IDEA-Research / GroundingDINO

[ECCV 2024] Official implementation of the paper "Grounding DINO: Marrying DINO with Grounded Pre-Training for Open-Set Object Detection"
https://arxiv.org/abs/2303.05499
Apache License 2.0
6.75k stars 685 forks source link

dense similarity predictions #60

Open caoyunkang opened 1 year ago

caoyunkang commented 1 year ago

Hi! Thanks for your awesome work. I am just wondering if there is any possibility of extracting dense similarity scores between an inputted image and textual prompts. Exactly, I have tried to extract dense similarity according to the following pseudo-code with the text features and image features after the Feature Enhanced. However, I found that the similarity between them is nearly nonsense. I just would like to check out if there are any other suggestions, as dense similarity is vital for several open world tasks.

enhanced_image_features = F.normalize(enhanced_image_features, dim=-1)
enhanced_text_features = F.normalize(enhanced_text_features, dim=-1)
similarity = enhanced_image_features  @ enhanced_text_features.T
caoyunkang commented 1 year ago

Also, I try to use the topk_logits in transformer.py. Unfortunately, it still makes nonsense. Ideally, it should produce something like heatmaps. Do you have any kind suggestions?

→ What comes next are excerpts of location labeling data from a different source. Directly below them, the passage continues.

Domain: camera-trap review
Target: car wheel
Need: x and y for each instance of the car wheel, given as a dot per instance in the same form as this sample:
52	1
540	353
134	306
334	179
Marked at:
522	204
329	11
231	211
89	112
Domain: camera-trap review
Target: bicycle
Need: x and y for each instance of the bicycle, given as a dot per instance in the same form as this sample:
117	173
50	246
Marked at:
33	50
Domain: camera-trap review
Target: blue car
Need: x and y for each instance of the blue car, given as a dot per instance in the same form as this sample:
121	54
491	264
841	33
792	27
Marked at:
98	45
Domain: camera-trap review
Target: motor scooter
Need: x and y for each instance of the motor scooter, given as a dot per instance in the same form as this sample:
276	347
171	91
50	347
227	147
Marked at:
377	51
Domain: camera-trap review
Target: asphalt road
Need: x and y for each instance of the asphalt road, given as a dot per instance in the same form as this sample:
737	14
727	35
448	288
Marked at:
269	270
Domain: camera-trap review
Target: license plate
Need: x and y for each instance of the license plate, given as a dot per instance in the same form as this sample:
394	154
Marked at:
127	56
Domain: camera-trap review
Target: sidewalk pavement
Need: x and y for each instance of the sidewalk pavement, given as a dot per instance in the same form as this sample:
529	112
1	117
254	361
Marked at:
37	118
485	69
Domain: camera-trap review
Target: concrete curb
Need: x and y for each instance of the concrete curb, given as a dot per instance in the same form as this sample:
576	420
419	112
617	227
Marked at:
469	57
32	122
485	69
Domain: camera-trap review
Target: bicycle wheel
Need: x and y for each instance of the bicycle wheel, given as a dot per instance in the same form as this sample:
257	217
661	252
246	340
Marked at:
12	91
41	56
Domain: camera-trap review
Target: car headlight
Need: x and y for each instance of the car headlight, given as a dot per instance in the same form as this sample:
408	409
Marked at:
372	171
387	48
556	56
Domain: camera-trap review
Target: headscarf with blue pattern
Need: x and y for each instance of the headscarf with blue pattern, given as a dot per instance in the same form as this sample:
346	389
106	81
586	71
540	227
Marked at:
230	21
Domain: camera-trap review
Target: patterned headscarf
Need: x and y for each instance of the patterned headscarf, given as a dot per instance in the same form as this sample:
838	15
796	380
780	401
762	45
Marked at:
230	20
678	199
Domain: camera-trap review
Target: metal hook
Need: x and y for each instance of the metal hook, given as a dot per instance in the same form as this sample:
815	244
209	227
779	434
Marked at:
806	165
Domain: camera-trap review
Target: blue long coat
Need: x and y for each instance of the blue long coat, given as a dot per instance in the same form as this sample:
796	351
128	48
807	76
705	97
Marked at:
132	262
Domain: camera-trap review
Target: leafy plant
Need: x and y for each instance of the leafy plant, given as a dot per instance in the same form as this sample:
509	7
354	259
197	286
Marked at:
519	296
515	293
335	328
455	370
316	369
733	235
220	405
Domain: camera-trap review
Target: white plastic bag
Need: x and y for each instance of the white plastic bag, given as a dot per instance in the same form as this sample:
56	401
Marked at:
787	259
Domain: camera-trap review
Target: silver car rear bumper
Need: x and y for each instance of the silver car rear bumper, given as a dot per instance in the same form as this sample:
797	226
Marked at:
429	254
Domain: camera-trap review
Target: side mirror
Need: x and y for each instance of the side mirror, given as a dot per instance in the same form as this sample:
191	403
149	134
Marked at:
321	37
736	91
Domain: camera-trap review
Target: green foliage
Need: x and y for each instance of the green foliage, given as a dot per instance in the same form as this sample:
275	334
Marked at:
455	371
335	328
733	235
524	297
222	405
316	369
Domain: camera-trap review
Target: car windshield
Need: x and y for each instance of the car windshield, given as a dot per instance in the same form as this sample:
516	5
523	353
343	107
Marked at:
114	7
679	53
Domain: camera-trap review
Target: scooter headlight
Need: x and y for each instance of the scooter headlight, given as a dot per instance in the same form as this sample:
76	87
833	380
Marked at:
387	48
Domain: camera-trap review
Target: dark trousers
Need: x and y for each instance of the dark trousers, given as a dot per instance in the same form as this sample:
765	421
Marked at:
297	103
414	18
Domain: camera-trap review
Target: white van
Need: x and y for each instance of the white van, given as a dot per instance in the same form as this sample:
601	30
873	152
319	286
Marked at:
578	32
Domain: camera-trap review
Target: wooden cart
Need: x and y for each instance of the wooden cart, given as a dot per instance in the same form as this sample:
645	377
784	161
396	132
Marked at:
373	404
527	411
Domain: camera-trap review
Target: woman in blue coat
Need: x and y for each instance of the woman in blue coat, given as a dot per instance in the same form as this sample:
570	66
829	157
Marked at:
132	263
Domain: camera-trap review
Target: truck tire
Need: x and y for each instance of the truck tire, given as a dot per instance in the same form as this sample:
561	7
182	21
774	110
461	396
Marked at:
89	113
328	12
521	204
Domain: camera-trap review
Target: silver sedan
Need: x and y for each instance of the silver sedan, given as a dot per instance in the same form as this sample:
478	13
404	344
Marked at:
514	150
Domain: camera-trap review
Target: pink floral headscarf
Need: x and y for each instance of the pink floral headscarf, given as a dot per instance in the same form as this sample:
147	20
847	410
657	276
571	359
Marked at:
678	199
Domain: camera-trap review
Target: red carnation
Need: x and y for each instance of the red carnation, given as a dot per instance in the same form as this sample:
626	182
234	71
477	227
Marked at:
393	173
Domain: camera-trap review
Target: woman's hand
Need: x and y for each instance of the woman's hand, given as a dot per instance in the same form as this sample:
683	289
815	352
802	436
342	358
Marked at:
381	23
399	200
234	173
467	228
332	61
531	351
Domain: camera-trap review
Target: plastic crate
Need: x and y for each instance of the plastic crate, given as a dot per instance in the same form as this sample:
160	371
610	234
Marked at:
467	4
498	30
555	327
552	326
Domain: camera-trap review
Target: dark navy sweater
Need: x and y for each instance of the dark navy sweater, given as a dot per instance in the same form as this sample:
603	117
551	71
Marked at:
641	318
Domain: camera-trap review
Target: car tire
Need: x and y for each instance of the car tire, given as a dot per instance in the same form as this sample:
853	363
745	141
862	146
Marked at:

topk_logits = enc_outputs_class_unselected.max(-1)[0]
Dwrety commented 1 year ago

In the paper, they don't normalize the feature. Maybe that's the reason? I actually posted the 1st issue post asking about this. This is one thing that can be considered. The topk_logits are already the heatmap between (0, 1), each query is basically matched to 256 tokens. However it's trained with FocalLoss, so it may actually get high reponses with multiple text tokens. The inference basically take the highest responses.